Lutte contre l'enrichissement illicite

Pourquoi chaque pays devrait-il avoir droit à une part des revenus extraits des multinationales et des milliardaires de la planète ? Premièrement, parce que chaque être humain doit avoir un droit minimum et égal à la santé, à l'éducation et au développement. Ensuite, parce que la prospérité des pays riches n'existerait pas sans les pays pauvres : l'enrichissement occidental a toujours reposé sur la division internationale du travail et l'exploitation effrénée des ressources naturelles et humaines de la planète. Bien sûr, les pays riches pourraient, s'ils le souhaitaient, continuer à financer leurs agences de développement. Mais cela viendrait s'ajouter à ce droit irrévocable des pays pauvres à développer et construire leurs Etats.

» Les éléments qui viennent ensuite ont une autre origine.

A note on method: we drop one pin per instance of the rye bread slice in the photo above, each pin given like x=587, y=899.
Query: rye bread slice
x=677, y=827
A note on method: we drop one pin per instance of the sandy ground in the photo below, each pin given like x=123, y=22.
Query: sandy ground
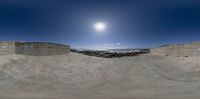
x=76, y=76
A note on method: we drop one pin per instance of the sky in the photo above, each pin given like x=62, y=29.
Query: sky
x=129, y=23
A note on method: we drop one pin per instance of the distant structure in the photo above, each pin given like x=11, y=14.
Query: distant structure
x=179, y=50
x=33, y=48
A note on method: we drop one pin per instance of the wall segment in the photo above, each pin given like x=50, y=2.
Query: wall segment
x=33, y=48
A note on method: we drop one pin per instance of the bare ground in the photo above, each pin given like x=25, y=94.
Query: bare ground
x=75, y=76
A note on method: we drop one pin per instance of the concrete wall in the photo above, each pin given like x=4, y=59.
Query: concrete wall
x=7, y=48
x=33, y=48
x=182, y=50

Pour éviter que l'argent ne soit détourné, il faudrait aussi généraliser la lutte contre l'enrichissement illicite, que ce soit en Afrique, au Liban ou dans n'importe quel autre pays. Le système de circulation incontrôlée des capitaux et le manque de transparence financière imposés par le Nord depuis les années 1980 ont beaucoup contribué à saper le fragile processus de construction de l'État dans les pays du Sud, et il est temps d'y mettre un terme.

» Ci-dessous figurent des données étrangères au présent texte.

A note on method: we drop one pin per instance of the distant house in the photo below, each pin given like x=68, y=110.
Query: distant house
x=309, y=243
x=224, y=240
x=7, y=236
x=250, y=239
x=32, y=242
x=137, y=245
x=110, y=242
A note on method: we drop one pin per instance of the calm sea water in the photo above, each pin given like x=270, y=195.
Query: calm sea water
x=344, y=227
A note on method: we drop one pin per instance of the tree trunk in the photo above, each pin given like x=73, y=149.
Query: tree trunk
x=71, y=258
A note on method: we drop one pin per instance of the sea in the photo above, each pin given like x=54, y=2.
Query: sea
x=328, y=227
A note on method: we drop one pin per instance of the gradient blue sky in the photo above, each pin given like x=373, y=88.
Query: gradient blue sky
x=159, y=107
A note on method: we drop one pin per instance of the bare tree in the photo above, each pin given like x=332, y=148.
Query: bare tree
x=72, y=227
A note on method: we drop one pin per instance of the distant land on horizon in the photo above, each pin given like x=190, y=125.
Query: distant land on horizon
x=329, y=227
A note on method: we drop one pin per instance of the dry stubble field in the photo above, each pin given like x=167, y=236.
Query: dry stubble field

Dernier point : rien n'empêche chaque pays riche de commencer à allouer aux pays pauvres une fraction des impôts prélevés sur les multinationales et les milliardaires. Il est temps de capter le vent nouveau venu des États-Unis et de l'orienter dans le sens d'un souverainisme soutenu par des objectifs universalistes.

*Thomas Piketty est directeur de recherche à l'École des Hautes Études en Sciences Sociales et professeur à l'École d'économie de Paris. Auteur, entre autres livres, de Capitale au XNUMXème siècle (Intrinsèque).

Traduction: Aluisio Schumacher sur Portail Carta Maior.